I have seen so many beginners start with GUIs that don’t really understand what they are doing in git. And quite often break things and then just delete and recreate the repo and manually make their changes again. I find people that never bother with the CLI always hit a ceiling quite quickly in terms of their ability and productivity.
The only real thing that makes the CLI worst is that it has a steeper learning curve. Once you are over that hill I find it to be vastly better for more situations or at least not practically any worst than a GUI equivalent. So that hill is one well worth climbing.
I can always use a GUI if I really needed to. But those that only know the GUI will have a very hard time on the CLI when they need to - which is required far more often than the other way round.
Interactive rebase? There’s no GUI that actually does that well, if at all. And it’s a massive part of my daily workflow.
The CLI is far, far more powerful and has many features that GUIs do not.
It’s also scriptable. For example, I often like to see just the commits I’ve made that diverge from master, along with the files changed in each. This can be accomplished with
git log --oneline --stat --name-status origin/master..HEAD
. What’s more, since this is just a CLI command, I can very easily make a keybind in vim to execute the command and stick it’s output into a split window. This lets me use git as a navigation tool as I can then very quickly jump to files that I’ve changed in some recent commit.This is all using a standard, uniform interface without mucking around with IDE plugin settings (if they even can do such a thing). I have many, many other examples of scripting with it, such as loading side-by-side diffs for all files in the worktree against some particular commit (defaulting to master) in vim in a tabpage-per-file, which I often use to review all of my changes before making a commit.

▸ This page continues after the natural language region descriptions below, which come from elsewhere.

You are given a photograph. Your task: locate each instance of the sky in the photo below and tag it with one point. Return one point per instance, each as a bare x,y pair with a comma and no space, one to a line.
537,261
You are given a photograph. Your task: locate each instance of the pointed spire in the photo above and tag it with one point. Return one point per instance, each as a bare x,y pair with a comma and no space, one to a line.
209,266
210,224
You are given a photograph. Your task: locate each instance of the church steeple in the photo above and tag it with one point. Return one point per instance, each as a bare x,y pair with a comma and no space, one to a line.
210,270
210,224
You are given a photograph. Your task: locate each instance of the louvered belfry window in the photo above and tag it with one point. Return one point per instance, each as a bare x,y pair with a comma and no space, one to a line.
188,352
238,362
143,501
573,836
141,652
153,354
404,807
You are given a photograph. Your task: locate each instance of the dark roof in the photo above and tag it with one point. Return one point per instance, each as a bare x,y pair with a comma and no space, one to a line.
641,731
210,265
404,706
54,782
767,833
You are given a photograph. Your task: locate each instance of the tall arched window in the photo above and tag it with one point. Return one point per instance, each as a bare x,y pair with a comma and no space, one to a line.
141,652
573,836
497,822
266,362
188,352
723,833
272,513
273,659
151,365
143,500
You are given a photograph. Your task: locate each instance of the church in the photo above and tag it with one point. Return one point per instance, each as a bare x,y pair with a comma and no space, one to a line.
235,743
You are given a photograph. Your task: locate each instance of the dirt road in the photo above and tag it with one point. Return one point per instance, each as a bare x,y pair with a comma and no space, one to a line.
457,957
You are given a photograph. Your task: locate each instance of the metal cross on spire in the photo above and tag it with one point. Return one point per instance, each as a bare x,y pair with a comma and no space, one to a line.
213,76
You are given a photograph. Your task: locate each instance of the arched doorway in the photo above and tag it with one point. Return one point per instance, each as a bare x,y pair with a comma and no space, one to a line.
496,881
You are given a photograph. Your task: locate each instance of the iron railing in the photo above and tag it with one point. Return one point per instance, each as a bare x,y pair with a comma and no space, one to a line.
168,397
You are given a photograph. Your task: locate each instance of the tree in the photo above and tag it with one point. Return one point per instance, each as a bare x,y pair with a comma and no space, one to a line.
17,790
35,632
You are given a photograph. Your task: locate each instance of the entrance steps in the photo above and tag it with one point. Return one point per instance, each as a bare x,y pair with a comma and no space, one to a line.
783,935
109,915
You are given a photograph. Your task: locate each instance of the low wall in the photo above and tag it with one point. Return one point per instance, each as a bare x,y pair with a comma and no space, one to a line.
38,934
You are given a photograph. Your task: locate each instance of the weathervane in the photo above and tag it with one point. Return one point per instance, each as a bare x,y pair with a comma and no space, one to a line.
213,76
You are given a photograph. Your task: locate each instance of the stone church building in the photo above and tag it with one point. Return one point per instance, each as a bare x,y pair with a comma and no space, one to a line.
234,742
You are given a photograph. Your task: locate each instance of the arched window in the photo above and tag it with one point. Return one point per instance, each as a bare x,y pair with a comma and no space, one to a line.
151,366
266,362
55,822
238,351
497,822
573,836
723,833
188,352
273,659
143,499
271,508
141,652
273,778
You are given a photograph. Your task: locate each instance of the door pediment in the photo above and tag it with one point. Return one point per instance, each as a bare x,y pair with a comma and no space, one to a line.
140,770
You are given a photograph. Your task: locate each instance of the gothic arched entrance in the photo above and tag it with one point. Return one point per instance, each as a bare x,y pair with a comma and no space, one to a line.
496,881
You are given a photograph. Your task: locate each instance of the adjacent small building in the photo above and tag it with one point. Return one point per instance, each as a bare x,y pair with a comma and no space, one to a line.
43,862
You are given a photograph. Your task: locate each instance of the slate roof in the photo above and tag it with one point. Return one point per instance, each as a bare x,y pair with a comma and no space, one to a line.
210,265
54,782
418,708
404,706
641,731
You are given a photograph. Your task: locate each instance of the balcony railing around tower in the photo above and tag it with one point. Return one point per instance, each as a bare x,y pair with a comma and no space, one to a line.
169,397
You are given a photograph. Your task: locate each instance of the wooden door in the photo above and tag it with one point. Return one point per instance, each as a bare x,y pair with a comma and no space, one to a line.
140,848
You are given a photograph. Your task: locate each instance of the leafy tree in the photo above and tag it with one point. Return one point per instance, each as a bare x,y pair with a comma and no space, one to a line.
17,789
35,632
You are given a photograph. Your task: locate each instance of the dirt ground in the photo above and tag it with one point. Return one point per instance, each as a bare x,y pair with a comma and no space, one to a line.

There are cases where instead of
origin/master..HEAD
you may want to use@{upstream}..HEAD
instead to compare with the upstream of your current branch. It’s unfortunately quite unknown.Click to view diffs is super ergonomic; on the other hand, I actually have a story about the Git CLI trumping the GUI (spoiler: reflog).
In high school we had gotten the funding to build a robot, and one of the adults in charge – guy was brilliant – was using GitHub Desktop to conduct a feature merge with the student who served as team lead. The thing was, he was used to older codebases, so all of his experience was with CVS instead of Git – so when the two slightly messed up the git merge, they discussed recloning everything instead of wasting time plumbing the error (relevant xkcd).
That was one of the earliest times I had the cajones to walk up to a superior and say “No, you’re doing this totally wrong. You don’t have to do that.”
He looked at me and nodded. “What would you do instead?”
“Reflog.”
“Reflog? I’ve never heard of it before. Can you show us?”
I hopped onto the laptop and clicked around GitHub Desktop, but couldn’t manage to find any buttons related to reflog… so I went straight to cmd.exe instead.
git reflog git reset --hard "HEAD@{7}"
“Done. We can continue rebasing.”
And after that, the advisor complimented me for using the command line tool!
“Lots of GUI apps are just limited frontends to the real meat and potatoes, the command line. Nice job!”
I felt like a wizard! And so I became the team’s Git-inator.